Does Gnarls Barkley Have A LLC?
I have no idea, but they should. I know I have previously blogged about the importance of setting up a limited liability company for your band or even for yourself, if you are on your own. But it is important enough for me to expand on my previous message and give you some more examples of why it works so well for new or rising artists.
A LLC protects the owners of a company from being personally liable for the business debts of the company. In addition, unlike a corporation, a LLC avoids double taxation for its members (a member of an LLC is the same thing as an owner). All that stuff is great, but what the real gravy is, is the flexibility that a LLC gives you.
Let’s say you need a good deal of cash to produce your next album but you have already tapped your mom, your dad, your uncle and your fourth cousin twice removed. You have no credit so the bank is a definite no. Time to sell an organ? Not yet.
You can approach your family, your well-to-do neighbors, or a friend of a friend and offer them something better than a loan with a promise to pay it back. You can give them ownership in your music’s business. I know its scary to think of a stranger or even worse, your parents, having any sort of control of your business, but hear me out.
If you set it up the right way and document everything properly, you can give away ownership in your LLC while retaining 100% control of the business. For example: Your dad buys 10% of your LLC for $10,000. That does not mean that he gets a vote worth 10% or that he gets to sign contracts for you or that he can sell his 10% to anyone he wants. A LLC with the proper operating agreement can control all of this. You can limit your dad’s return to a maximum return on his investment of, let’s say 115%. That means, once your dad gets his $10,000 back plus another $1,150 he could be kicked out of the LLC. Keep in mind, as a member of the LLC he only gets any money back if the business does well and there is enough money to pass around.
This also works for band members. Maybe you use a sax player on one album, but only for that album. Chances are you don’t want to make him an owner of the business. The solution is to make him an independent contractor of the LLC and pay him just for the work he completes on that one album. On the other hand, lets say Thom Yorke leaves Radiohead and wants “in” to your new upstart project. You probably don’t have the scratch sitting around to sign Thom. Solution: offer him 25% ownership of the LLC. Most likely the new band featuring Thom will be successful and he will get paid through all the revenue that the LLC (which owns the band) earns.

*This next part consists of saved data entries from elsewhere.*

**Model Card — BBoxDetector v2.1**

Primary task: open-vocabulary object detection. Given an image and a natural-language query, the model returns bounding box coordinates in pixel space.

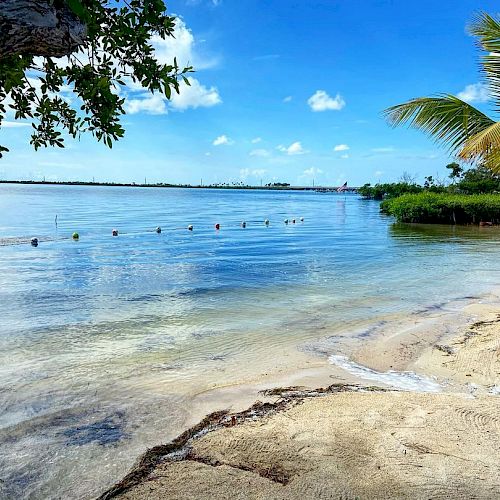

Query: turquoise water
[1,184,500,499]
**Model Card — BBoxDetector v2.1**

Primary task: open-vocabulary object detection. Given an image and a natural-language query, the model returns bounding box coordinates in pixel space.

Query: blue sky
[1,0,499,186]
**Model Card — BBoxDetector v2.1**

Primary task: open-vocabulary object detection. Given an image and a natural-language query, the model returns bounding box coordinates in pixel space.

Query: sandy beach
[98,302,500,499]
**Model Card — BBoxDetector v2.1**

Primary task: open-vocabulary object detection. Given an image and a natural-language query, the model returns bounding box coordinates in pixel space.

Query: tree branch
[0,0,87,59]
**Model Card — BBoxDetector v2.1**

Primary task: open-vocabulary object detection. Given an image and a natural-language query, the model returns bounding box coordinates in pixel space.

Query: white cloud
[170,77,221,110]
[240,168,267,180]
[213,134,234,146]
[277,141,307,155]
[340,154,349,159]
[251,137,262,144]
[283,96,292,103]
[124,93,167,115]
[124,77,221,114]
[122,19,221,115]
[334,144,349,152]
[249,149,270,157]
[151,18,218,70]
[307,90,345,112]
[303,167,323,176]
[1,121,30,128]
[374,170,383,177]
[457,83,490,103]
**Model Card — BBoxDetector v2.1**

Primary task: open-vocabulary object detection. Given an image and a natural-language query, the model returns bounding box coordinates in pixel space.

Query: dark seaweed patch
[415,302,447,314]
[356,320,387,338]
[0,467,40,498]
[62,411,128,447]
[0,408,91,446]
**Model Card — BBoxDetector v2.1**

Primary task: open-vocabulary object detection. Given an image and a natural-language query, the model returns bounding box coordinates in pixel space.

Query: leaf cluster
[0,0,193,157]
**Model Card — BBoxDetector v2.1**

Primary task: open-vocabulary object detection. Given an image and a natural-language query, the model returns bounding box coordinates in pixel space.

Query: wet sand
[99,303,500,499]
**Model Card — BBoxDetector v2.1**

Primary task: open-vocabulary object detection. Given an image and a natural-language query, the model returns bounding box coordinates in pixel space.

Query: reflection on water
[1,185,500,499]
[390,221,500,242]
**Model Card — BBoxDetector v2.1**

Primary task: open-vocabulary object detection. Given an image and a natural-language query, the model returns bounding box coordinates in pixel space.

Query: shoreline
[98,383,387,500]
[0,180,358,192]
[98,297,500,499]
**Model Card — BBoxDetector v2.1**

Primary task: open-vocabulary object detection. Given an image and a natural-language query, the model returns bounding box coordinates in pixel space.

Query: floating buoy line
[1,217,305,247]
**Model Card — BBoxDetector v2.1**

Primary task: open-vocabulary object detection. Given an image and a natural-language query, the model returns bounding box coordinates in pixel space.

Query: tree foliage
[457,164,500,194]
[358,182,425,200]
[359,165,500,200]
[384,12,500,173]
[0,0,193,157]
[446,162,463,181]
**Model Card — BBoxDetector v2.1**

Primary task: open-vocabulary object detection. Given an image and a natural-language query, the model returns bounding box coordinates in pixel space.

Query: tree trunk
[0,0,86,59]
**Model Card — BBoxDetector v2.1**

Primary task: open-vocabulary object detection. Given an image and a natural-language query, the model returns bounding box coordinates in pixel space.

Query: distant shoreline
[0,180,358,192]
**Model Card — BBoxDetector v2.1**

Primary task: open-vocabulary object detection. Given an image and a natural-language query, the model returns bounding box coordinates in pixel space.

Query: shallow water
[1,184,500,499]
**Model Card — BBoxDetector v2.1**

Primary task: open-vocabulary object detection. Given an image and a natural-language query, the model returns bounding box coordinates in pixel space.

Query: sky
[1,0,499,186]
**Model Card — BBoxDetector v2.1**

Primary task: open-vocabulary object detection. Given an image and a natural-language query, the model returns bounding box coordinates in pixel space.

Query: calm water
[1,184,500,499]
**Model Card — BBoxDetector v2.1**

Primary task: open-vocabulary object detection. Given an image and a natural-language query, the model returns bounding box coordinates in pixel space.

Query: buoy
[284,219,289,224]
[215,223,220,230]
[241,221,246,228]
[188,225,193,231]
[72,232,79,240]
[292,219,296,224]
[30,237,38,247]
[264,219,270,226]
[155,227,161,234]
[112,229,118,236]
[300,217,304,222]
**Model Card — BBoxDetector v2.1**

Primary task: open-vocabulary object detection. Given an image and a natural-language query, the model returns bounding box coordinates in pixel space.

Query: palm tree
[384,13,500,172]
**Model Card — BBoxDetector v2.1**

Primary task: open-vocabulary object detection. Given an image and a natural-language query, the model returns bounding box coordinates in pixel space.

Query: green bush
[380,193,500,224]
[358,182,425,200]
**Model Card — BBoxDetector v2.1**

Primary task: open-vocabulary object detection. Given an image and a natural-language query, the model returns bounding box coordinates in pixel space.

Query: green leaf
[66,0,88,21]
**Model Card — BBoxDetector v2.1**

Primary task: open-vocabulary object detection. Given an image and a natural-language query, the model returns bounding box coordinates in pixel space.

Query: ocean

Make sense? Let me know. I could go on and on
I’m off to South by Southwest where the independent artists reign supreme.
How does the pass through nature of the LLC taxation impact the members? For example, if the LLC suffers a loss then (unless the LLC elects to be taxed as a corporation) doesn’t the LLC loss pass through to the members? Do you suggest limiting the profit/loss splits in the operating agreement?
Thanks for the article.
Good question. Keep in mind I’m not a CPA, but the losses will be allocated to the capital accounts of the members. So, if there are 5 members with each member starting out with h $100 in his capital account and the company loses $100 in a year, each capital account will be decreased by $20. The individuals then list the $20 loss on their individual tax return. This should all be set out in the operating agreement. If there is no money left then it is up to the manager and the members to decide whether to dissolve or put more money in to the company. Hope this helps.